Peter Bingham continues to develop scored group improvisations directing performers Anne Cooper, Francesca Frewer, Hayley Gawthrop, Arash Khakpour, Alex Mah, Diego Romero, Olivia Shaffer and Antonio Somera Jr.

Gathering together dance artists who each have a unique somatic, therapeutic practice Kelly McInnes invites and directs an inquiry into unfolding expressions of health through embodied presence, felt-sense awareness and co-regulation. The resulting performance, experiment meets meditation, Arriving out of silence, is an improvised score created in collaboration with performers Natalie Tin Yin Gan, Josh Ongcol, Roxanne Nesbitt and outside eye Elissa Hanson.

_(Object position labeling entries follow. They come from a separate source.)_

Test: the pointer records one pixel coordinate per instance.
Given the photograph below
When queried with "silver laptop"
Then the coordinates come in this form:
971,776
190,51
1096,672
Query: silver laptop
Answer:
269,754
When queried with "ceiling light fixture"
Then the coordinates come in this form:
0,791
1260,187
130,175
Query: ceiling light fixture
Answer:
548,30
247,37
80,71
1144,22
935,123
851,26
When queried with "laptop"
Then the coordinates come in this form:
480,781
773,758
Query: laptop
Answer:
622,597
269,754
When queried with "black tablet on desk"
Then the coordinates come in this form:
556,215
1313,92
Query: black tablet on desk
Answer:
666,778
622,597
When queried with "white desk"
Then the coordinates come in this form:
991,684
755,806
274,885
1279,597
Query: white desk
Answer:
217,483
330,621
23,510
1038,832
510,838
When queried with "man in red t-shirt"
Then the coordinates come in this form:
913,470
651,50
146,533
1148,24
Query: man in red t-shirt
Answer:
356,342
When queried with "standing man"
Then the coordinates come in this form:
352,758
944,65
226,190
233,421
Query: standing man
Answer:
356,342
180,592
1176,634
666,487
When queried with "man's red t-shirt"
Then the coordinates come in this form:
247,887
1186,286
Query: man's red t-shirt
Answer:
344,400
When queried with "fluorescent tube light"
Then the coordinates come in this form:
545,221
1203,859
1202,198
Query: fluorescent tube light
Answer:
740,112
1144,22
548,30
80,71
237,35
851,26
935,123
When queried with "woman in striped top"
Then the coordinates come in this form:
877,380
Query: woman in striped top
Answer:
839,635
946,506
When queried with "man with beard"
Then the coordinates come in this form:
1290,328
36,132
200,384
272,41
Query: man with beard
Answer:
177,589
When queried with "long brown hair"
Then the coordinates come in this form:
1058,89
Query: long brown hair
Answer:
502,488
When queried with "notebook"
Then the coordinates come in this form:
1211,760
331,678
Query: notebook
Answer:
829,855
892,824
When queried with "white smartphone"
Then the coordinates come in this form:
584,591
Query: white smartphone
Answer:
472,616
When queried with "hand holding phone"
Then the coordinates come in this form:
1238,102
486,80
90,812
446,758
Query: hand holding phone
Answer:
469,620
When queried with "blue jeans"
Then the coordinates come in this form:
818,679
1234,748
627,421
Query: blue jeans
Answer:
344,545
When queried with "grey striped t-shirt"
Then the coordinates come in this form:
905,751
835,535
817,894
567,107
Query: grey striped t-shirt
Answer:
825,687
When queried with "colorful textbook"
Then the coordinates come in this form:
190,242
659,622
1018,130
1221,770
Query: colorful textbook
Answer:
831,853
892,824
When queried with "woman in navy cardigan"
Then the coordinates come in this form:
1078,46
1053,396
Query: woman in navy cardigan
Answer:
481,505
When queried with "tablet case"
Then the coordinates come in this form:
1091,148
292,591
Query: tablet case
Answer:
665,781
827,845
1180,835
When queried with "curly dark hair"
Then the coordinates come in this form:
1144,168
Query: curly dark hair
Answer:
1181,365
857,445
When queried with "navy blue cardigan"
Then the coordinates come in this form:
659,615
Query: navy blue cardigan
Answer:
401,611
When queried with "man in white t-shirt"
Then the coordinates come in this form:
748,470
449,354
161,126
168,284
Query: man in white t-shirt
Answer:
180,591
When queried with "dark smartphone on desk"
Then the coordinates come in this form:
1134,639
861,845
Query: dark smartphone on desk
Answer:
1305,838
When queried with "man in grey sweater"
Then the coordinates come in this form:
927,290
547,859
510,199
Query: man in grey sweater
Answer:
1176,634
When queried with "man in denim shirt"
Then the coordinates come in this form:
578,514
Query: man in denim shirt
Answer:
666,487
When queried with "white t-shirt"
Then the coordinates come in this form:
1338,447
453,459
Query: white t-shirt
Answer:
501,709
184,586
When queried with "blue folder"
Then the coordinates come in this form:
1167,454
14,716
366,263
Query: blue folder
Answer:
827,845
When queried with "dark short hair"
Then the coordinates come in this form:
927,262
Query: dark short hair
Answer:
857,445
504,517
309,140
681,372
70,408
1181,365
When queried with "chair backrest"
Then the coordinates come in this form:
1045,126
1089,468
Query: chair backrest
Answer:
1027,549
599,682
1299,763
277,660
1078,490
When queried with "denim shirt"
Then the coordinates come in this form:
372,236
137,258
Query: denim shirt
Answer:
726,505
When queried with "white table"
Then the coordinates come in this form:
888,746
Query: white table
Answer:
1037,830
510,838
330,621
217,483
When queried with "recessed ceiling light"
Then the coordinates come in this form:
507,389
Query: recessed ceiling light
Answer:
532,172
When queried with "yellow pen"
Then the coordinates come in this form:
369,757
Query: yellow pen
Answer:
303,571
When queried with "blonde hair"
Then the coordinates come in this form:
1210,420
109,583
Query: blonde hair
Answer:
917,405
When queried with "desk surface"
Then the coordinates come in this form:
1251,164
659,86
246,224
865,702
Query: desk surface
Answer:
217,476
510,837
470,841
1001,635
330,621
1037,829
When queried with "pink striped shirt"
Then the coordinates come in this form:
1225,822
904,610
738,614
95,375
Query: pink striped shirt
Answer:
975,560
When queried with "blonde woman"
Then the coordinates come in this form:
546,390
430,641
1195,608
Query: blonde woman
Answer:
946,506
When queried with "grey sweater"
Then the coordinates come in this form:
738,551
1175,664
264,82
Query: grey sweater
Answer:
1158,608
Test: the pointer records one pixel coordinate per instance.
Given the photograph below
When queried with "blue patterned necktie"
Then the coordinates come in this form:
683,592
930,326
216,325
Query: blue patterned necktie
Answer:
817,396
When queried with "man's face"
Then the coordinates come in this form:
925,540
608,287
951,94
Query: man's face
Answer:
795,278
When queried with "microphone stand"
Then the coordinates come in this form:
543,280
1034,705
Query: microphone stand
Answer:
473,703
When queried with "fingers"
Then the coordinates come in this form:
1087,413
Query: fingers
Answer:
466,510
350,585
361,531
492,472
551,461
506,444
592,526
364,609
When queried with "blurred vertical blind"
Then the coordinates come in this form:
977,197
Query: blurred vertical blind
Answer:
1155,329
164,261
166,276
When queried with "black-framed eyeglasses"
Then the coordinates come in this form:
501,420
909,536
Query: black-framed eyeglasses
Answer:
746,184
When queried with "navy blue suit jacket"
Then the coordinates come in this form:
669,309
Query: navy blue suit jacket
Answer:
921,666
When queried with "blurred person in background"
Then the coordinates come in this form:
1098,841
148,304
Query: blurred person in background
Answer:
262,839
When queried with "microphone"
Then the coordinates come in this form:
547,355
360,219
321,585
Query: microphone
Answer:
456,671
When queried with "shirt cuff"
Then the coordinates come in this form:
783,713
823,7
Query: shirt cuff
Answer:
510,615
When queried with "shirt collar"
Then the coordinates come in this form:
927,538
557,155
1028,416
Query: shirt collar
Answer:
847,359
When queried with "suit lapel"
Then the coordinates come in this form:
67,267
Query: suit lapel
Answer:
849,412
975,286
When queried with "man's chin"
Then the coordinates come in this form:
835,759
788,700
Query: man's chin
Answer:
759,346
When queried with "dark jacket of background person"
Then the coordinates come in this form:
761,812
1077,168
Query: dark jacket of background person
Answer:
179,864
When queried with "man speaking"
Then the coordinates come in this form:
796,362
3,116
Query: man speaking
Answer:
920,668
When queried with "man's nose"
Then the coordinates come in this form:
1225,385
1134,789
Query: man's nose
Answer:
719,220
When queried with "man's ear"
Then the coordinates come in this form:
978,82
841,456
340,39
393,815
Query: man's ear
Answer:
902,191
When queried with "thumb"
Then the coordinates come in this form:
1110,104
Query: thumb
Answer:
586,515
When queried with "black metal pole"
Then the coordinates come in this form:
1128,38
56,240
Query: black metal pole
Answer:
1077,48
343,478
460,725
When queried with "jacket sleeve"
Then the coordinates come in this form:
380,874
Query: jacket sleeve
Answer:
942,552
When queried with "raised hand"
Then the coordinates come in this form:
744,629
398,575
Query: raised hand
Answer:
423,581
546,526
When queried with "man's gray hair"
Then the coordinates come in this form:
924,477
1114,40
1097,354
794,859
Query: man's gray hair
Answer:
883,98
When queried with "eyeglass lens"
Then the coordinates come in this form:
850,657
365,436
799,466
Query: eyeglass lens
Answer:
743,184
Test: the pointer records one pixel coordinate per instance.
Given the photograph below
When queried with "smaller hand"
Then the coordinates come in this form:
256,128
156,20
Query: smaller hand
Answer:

Marissa Wong‘s new creation, Family Room, is a study on our family structures using home decor and furnishings to represent relationship, dynamic, and history between family members. This series of solos (in collaboration with artists Justin Calvadores, Stéphanie Cyr, Tamar Tabori, and Shana Wolfe) marks the first creation for Marissa as Artistic Director of The Falling Company. Check out the website for all the dates and to buy tickets. At EDAM studio, 303 East 8th Ave, 8 pm

Dance artist Arno Kamolika performs in a black box space
Arno Kamolika
Photo Chris Randle

On Thursday October 28, join the Dance Centre’s Discover Dance! series in a presentation by Arno Kamolika. Born in Dhaka, Bangladesh and trained in Bangladesh, India and Canada, choreographer and dancer Kamolika specializes in the classical Indian style of bharatanatyam. This beautiful and expressive form draws on poetry, music, mythology and spirituality, exploring stories and emotions through intricate movements and percussive rhythms. The program will feature narrative and non-narrative-based dances, ranging from traditional solos to vibrant contemporary pieces inspired by Bengali literature and culture, with live music by Curtis Andrews (Mridangam), Shankhanaad Mallick (vocals) and Sharanjeet Singh Mand (Sitar). At the Scotia Bank Dance Centre, noon. Tix

Friday October 29 and Saturday October 30, the Vancouver International Dance Festival  is thrilled to bring back Alonzo King LINES Ballet back in a double-bill of compelling contemporary movement with The Personal Element and Azoth. Check out more about the works and buy your tickets here. At the Vancouver Playhouse, 8 pm.